Peki BTK’nın amacı nedir? Kesin olmamakla birlikte, çocuklarımızı kötü internetten koruma yalanı dışında, yaptıklarından da bir sonuca varılamıyor. Engür Pişirici, “BTK’nın yaptığı her şey mantıksız. Sivil toplum kuruluşları ile görüşmeler bir hafta sonu yapıldı ve karar ertesi hafta başı verildi. Sivil toplum kuruluşları ise bu konuyla ilgili yorum bile yapmadılar.” dedi ve ekledi, “Ana mantık beyaz ve kara liste hazırlamak ama liste kriterleri ve özellikleri tümüyle belirsiz. Siteleri yalnız BTK seçecek yani BTK’nın aklı nasıl çalışıyorsa, Türkiye’nin interneti öyle olacak.” dedi.

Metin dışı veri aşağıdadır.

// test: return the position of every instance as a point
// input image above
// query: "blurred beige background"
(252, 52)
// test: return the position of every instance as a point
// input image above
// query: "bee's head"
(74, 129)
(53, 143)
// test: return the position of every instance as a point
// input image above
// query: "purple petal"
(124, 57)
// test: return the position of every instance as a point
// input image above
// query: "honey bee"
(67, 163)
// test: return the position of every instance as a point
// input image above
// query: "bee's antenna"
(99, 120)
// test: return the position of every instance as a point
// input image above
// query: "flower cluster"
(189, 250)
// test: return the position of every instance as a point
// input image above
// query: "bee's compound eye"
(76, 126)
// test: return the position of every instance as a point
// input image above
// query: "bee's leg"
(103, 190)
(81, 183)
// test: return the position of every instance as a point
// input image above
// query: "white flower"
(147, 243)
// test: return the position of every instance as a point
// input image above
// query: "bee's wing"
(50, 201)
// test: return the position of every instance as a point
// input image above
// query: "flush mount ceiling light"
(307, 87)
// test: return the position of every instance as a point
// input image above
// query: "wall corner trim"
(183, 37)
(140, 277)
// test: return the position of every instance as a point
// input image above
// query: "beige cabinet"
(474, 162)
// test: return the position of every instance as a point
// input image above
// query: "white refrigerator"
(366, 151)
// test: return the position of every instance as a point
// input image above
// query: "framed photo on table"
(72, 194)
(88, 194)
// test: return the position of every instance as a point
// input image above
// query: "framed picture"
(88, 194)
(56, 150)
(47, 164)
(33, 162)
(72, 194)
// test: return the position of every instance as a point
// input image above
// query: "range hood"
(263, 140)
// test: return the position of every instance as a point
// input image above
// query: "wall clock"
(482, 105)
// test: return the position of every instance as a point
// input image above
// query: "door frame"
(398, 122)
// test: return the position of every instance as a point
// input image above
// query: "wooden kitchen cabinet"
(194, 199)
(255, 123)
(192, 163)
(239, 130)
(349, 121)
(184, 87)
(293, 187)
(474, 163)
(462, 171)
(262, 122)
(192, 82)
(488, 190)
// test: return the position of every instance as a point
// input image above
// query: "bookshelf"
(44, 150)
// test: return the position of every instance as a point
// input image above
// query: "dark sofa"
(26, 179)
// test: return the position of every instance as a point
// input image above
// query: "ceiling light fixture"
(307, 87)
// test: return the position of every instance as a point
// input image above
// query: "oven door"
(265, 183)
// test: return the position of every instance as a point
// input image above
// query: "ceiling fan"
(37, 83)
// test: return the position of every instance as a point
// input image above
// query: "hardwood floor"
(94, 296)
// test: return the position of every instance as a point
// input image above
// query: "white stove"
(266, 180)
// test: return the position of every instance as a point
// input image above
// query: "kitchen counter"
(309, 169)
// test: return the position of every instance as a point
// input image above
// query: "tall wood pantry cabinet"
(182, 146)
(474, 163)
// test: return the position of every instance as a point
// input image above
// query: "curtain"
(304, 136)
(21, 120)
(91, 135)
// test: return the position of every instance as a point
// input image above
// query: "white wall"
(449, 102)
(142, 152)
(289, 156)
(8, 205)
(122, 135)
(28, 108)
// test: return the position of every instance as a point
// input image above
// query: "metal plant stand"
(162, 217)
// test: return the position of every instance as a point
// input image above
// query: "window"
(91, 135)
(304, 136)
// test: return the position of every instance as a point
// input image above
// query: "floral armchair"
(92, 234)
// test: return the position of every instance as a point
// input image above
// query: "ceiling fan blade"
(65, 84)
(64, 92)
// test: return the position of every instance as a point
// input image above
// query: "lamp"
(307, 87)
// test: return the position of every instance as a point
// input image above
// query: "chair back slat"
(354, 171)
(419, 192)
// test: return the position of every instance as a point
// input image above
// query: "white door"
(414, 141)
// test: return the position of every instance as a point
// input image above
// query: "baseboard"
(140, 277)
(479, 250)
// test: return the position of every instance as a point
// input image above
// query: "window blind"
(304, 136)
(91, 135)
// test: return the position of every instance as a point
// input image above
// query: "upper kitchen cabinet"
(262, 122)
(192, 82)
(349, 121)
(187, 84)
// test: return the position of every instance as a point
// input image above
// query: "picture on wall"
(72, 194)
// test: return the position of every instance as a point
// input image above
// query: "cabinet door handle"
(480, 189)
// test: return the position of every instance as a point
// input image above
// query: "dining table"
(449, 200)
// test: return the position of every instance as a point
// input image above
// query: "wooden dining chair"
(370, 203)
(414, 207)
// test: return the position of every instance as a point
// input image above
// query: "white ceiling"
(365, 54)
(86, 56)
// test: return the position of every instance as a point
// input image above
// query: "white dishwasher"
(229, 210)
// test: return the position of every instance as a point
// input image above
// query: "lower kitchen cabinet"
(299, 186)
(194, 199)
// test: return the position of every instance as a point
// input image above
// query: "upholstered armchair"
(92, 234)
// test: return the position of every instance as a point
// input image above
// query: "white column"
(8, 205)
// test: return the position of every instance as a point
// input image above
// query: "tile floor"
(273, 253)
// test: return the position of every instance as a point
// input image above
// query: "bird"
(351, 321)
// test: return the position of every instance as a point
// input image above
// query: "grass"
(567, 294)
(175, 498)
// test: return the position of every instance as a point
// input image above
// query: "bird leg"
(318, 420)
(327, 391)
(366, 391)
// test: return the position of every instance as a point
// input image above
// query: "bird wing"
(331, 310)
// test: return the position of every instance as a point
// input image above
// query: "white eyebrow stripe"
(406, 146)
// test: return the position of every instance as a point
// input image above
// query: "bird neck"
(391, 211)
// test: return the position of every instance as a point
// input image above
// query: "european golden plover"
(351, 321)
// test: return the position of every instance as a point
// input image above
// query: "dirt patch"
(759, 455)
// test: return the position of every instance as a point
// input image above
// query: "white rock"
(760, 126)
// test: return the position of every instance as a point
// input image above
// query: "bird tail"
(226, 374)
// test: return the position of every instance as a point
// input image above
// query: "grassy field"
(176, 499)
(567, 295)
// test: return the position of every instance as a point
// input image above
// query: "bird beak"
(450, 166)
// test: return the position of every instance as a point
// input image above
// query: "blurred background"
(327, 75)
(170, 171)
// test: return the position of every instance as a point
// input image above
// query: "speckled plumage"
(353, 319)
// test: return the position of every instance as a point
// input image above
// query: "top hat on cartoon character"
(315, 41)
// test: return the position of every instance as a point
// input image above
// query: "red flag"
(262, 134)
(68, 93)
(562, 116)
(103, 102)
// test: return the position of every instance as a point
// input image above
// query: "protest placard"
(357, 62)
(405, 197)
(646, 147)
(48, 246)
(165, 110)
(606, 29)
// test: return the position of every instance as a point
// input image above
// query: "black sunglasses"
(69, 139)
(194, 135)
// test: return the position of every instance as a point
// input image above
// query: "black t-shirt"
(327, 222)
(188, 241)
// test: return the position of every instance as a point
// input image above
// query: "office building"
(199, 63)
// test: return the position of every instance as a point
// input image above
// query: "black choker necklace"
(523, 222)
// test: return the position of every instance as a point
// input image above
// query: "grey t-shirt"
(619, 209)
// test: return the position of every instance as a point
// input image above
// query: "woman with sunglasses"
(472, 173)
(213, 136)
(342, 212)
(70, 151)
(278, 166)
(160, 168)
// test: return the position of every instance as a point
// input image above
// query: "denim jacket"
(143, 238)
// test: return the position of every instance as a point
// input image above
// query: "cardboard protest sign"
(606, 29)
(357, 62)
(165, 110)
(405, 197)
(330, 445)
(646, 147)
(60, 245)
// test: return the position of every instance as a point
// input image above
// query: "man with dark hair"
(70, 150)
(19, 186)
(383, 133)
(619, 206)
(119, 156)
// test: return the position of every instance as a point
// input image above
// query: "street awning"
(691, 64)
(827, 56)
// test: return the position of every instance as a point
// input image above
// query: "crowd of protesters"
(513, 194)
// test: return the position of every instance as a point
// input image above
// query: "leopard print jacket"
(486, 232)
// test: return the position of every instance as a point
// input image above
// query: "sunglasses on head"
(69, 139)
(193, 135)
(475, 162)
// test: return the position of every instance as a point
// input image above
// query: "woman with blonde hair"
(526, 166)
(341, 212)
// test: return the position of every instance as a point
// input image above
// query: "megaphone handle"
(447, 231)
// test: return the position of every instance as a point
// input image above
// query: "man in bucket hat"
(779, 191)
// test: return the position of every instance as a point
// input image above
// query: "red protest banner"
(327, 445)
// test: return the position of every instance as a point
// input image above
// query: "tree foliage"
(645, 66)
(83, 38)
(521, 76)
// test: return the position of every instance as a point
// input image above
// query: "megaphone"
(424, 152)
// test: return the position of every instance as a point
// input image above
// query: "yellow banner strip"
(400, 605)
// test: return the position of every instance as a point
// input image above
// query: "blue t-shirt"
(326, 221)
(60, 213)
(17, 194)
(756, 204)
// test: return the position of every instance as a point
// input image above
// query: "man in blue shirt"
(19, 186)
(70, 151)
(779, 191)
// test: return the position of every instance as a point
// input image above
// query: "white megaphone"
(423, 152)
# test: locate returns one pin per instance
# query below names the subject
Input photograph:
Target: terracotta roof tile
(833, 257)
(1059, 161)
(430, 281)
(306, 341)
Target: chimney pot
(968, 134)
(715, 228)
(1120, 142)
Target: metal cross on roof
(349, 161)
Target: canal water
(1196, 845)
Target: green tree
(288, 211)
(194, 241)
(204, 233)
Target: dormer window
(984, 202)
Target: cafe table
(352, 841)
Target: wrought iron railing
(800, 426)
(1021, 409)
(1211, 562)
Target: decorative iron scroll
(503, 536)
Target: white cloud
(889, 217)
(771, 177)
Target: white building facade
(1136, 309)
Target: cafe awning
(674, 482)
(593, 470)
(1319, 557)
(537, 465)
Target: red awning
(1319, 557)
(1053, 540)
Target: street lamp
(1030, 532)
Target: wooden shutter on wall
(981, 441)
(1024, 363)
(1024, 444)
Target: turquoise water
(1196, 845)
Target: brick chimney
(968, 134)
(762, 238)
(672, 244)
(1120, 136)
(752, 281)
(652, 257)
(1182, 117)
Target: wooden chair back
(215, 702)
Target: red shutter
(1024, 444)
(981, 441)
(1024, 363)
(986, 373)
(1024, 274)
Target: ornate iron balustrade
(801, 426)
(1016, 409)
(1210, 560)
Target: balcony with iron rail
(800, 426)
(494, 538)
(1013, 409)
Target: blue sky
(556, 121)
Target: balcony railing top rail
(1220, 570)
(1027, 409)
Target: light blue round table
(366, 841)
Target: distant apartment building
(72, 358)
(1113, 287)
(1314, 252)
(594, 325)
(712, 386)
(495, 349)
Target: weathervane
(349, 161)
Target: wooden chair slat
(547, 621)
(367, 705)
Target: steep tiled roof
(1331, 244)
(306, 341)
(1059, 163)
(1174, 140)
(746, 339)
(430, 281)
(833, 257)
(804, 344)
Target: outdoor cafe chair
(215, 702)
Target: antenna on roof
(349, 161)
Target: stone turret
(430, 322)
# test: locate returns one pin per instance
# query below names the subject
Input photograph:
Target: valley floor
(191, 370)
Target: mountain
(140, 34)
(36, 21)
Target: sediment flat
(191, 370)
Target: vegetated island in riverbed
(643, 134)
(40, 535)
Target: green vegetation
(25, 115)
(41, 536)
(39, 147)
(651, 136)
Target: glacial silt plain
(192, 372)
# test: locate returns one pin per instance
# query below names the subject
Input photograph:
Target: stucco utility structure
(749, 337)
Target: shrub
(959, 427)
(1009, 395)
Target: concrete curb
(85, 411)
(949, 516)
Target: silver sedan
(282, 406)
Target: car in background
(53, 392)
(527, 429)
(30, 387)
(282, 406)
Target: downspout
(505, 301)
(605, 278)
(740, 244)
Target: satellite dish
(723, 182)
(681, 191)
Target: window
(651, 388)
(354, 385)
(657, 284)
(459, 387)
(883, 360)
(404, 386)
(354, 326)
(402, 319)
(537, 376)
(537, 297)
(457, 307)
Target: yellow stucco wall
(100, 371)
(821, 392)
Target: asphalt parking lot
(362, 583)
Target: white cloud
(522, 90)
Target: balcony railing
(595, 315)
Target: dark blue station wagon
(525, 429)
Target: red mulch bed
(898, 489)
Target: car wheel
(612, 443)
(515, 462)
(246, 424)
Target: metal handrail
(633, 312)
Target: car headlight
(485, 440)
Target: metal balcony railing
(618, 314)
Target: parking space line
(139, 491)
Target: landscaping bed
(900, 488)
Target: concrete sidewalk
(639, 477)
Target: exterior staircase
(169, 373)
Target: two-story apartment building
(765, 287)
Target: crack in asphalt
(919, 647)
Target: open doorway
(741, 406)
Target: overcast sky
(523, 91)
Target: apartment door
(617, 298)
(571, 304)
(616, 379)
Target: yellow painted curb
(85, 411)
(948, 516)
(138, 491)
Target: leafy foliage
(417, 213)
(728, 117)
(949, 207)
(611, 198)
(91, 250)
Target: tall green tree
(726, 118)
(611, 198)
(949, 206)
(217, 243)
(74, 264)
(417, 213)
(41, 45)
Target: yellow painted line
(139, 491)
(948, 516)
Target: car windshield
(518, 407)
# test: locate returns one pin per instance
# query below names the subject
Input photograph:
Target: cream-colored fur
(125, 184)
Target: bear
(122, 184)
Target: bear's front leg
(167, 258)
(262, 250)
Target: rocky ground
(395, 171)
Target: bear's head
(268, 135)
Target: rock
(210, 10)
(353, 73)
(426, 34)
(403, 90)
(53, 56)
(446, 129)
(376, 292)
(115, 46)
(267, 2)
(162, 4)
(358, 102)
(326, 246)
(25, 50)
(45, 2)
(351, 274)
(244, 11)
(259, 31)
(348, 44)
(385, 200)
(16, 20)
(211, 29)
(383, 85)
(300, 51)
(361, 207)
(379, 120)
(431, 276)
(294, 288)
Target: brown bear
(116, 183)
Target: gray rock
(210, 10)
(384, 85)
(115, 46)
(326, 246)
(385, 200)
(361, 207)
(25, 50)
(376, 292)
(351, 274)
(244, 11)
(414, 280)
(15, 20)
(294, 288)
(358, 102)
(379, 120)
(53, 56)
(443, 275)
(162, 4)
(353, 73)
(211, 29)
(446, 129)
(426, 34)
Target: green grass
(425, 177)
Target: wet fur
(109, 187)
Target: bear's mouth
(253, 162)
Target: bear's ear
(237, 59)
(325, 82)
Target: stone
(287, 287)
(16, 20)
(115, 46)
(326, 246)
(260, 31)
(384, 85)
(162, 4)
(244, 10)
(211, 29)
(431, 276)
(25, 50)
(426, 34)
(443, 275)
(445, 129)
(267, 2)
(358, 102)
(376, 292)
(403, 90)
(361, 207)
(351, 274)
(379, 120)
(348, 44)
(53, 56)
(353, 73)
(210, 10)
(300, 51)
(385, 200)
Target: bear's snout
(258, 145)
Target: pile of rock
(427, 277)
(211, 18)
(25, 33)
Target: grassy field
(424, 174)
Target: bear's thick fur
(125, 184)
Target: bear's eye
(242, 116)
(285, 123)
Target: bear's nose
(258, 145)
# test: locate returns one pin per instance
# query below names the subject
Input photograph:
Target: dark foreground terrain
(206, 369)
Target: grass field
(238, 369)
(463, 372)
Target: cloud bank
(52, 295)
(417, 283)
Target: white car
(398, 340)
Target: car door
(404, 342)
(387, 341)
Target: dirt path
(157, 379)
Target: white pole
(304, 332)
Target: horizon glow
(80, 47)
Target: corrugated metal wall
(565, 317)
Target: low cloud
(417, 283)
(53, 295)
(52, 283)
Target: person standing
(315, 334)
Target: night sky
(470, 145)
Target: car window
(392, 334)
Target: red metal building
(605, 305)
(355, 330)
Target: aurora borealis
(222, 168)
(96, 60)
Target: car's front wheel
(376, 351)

Peki halk bu konuda bir şey yapabilir mi? Halk olmasa bile GSM operatörleri Ağustos’ta şanslarını denediler. Aslında yönetmelik, 22 Ağustos’ta yürürlüğe girecekti ama Türkcell, Vodafone ve AVEA ’nın buna karşı çıkmaları üzerine 22 Kasım’a ertelendi. Kamuoyuna da 3 aylık deneme süresi olduğu söylendi. “Bu tek taraflı bir boks maçıdır. Siz ne kadar vursanız da, kaçsanız da, saklansanız da BTK hücum yapıyor ve görünen o ki, bu hücum 22 Kasım’dan sonra azalmaktan ziyade artarak devam edecek.” diye noktaladı Engür Pişirici.
Benim görüşüm ise Engür Pişirici ile aynı yönde. Yarın bir gün BTK, Bilkent ana sayfasında ki bir fotoğrafa; “bir kız ve bir erkek aynı karede çok yakınlar” diyerek bilkent.edu.tr’yi ve bağlı olduğı STARS sistemini kapatabilir. Çok uçuk gelebilir ama You Tube’u ve hatta Google’u yerden yere vuran bir kurumun daha neler yapabileceğini kimse bilemez.
Son olarak Osman Ünalan‘a ve Özgür Yazılım ve İnternet Teknolojileri Kulübü‘ne bu konuyu gündeme taşıdıkları ve böyle güzel bir organizasyon gerçekleştirdikleri için teşekkür ederim.